The environmental impact statement for Kaheawa led to the development of a habitat conservation plan (HCP), the first HCP ever used for a wind farm of this scale in the United States. The plan helps fund conservation efforts for four protected species, including three endemic birds and one endemic bat: the Hawaiian goose (nene), the Hawaiian petrel (ʻuaʻu), the Hawaiian shearwater (ʻaʻo), and the Hawaiian hoary bat (ʻopeʻapeʻa). The project is also researching how to best protect the nesting areas of seabirds.

The initial construction of the wind farm required restoration efforts for several plant species in the area. More than 24,000 native plants were eventually restored, comprising species such as Dodonaea viscosa (aʻaliʻi), Metrosideros polymorpha (ʻŌhiʻa lehua), Bidens micrantha (koʻokoʻolau), Wikstroemia oahuensis (ʻakia), and Heteropogon contortus (pili).

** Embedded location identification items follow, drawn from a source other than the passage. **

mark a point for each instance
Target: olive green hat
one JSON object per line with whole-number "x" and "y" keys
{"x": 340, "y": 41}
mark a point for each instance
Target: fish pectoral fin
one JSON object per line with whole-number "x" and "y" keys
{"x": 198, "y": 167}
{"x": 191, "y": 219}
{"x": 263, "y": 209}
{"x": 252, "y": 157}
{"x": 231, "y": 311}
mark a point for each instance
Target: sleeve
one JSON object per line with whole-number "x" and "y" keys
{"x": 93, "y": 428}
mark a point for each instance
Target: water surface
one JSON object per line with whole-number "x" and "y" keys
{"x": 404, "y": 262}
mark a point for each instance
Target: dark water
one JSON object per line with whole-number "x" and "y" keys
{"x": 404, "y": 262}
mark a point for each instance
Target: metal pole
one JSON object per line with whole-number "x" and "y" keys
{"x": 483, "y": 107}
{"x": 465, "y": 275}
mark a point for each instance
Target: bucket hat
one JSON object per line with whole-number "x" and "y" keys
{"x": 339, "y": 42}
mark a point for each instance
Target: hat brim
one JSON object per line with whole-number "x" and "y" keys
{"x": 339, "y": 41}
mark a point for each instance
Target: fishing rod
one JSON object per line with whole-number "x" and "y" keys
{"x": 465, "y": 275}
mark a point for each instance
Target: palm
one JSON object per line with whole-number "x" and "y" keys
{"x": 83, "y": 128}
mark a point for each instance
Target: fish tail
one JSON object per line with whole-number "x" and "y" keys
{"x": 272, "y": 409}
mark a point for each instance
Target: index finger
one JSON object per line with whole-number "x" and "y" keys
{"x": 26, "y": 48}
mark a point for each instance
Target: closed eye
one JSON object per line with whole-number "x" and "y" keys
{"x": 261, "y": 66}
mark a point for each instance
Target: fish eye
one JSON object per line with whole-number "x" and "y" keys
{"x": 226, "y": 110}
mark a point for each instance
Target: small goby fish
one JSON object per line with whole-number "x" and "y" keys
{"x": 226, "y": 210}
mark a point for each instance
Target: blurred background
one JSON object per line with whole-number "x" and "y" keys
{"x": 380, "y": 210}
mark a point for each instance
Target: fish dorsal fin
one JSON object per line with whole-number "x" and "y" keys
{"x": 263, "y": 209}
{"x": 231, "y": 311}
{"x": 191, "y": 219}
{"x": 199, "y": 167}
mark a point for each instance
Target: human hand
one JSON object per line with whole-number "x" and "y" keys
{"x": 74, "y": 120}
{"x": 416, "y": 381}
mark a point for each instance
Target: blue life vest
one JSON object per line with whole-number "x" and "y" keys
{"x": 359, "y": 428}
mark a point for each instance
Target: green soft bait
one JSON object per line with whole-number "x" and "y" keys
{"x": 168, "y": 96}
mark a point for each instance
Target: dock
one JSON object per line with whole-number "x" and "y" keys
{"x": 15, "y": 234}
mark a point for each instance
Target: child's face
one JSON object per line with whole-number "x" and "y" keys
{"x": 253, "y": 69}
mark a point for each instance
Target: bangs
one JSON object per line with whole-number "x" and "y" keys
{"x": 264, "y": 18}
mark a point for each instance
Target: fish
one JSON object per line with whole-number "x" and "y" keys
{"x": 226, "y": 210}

The habitat also includes Sida fallax (ʻilima), Sophora chrysophylla (māmane), Lycopodiella cernua (wāwaeʻiole), and two invasive species, Leucaena leucocephala (koa haole) and Cenchrus ciliaris.

In September 2015, SunEdison discovered that the turbines were killing more hoary bats than had been predicted in the initial ecological review. They petitioned the Endangered Species Recovery Committee for permission to increase the number of bats that can die in the lifespan of the turbines from 14 to 80.